Third, I think seriously about evaluation. QuickDesk doesn’t need to ace WebArena. It needs to handle five types of HR questions, two access workflows, and three security policies reliably in a specific company. That’s the benchmark. Custom evals, grounded in real company data, built with buy-in from stakeholders. That’s the path forward.

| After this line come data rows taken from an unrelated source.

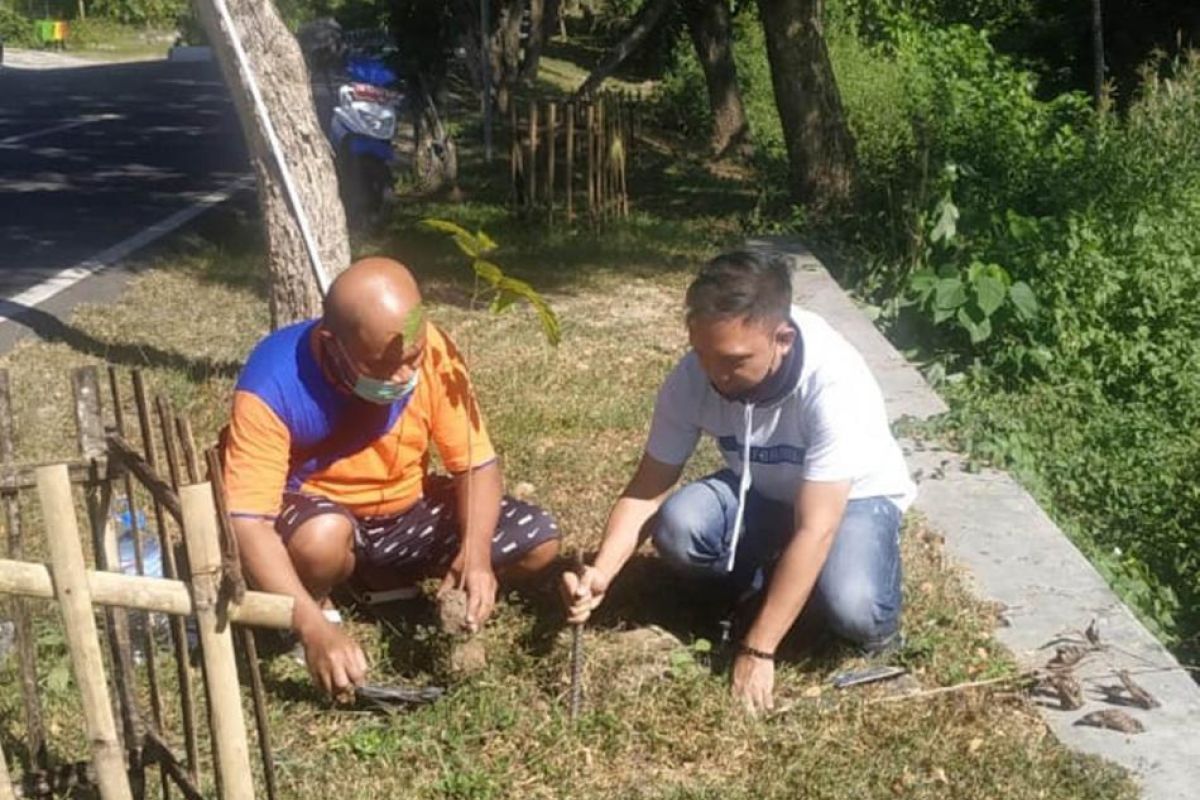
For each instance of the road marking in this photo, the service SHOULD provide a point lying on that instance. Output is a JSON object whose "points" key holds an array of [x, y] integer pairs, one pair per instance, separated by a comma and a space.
{"points": [[66, 126], [13, 307]]}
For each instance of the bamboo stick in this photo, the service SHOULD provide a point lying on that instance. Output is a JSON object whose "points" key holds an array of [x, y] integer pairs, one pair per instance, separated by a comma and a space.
{"points": [[221, 669], [532, 174], [592, 154], [75, 599], [570, 162], [90, 428], [551, 142], [166, 498], [23, 629], [6, 792], [514, 156], [159, 595], [249, 648]]}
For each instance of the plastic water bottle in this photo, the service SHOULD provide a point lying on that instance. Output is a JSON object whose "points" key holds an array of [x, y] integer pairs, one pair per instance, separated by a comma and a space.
{"points": [[151, 555]]}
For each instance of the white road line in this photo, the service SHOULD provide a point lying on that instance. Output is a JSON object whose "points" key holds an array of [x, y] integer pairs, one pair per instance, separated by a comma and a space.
{"points": [[65, 126], [12, 307]]}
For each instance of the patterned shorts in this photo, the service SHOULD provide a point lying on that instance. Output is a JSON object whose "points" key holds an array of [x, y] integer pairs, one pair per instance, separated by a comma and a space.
{"points": [[423, 540]]}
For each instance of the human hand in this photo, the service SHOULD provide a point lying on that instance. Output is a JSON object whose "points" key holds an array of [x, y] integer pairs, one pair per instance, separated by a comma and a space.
{"points": [[480, 585], [335, 660], [582, 593], [754, 683]]}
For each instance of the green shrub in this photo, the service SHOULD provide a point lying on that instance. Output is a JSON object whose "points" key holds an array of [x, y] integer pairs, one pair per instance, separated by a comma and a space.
{"points": [[1048, 259]]}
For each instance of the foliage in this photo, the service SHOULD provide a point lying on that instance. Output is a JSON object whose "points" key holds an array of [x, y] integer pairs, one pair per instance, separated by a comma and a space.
{"points": [[1043, 258], [151, 13], [16, 29], [505, 292]]}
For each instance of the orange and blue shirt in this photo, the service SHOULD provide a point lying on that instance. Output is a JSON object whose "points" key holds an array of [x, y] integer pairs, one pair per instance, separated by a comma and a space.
{"points": [[293, 429]]}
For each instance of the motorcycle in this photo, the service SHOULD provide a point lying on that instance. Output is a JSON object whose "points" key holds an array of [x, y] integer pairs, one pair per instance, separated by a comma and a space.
{"points": [[363, 126]]}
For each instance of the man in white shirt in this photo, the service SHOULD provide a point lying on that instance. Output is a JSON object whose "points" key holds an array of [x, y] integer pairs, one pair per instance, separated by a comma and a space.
{"points": [[816, 513]]}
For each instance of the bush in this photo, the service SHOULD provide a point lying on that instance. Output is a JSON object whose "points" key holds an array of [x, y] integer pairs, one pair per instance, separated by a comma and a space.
{"points": [[1047, 259]]}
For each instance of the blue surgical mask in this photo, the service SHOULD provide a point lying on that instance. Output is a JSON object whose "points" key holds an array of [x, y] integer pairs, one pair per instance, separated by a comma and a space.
{"points": [[384, 392]]}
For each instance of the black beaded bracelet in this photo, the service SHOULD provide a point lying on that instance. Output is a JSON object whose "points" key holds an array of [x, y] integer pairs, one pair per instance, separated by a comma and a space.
{"points": [[747, 650]]}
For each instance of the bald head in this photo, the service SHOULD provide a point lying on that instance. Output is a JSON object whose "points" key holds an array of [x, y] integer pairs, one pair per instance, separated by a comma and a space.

This is also why I believe verticalized LLM are the future, not generalist ones. When you narrow the scope, you get better data. And when you get better data, you can build smaller models fine-tuned on real tasks. That’s where enterprise AI wins. Not in chasing leaderboard points, but in solving actual problems that matter to real people at work.
That’s also why I’m skeptical of this idea that LLMs are about to spark a scientific revolution. HuggingFace Cofounder Thomas Wolf’s essay hit a nerve with me. He said current AI models are like “yes-men on servers,” trained to echo what they’ve seen, not challenge it. He’s right. The models are excellent students, but they are not researchers. They don’t ask new questions. They don’t reframe old assumptions. They interpolate between known facts, but they don’t push past them. And when they do make something new, we usually can’t tell whether it’s insight or noise.
We’re building models that ace tests, but fail the real world. We’re training models on human knowledge, then wondering why they don’t invent something beyond it. We’re chasing better benchmarks when we should be building better products.
So yes, the demos are exciting. But I’ve learned to look at what’s happening behind the curtain. If the system works only because ten people in the Philippines are manually routing requests, that’s not AI. That’s just repackaged outsourcing. If a model gets a perfect score on a test it saw during training, that’s not intelligence. That’s a magic trick with a good stage crew.
And if a company promises to replace entire departments with AI in six months, ask to see the logs.
This industry doesn’t need more hype. It needs more humility. It needs builders who are honest about what AI can do, and even more honest about what it can’t.
That’s what I’m trying to be. And that’s the bar I’m holding QuickDesk to.
We don’t need perfect models. We need honest ones. We don’t need leaderboard champions. We need systems that help people do their jobs and admit when they can’t.
That’s what real progress looks like to me.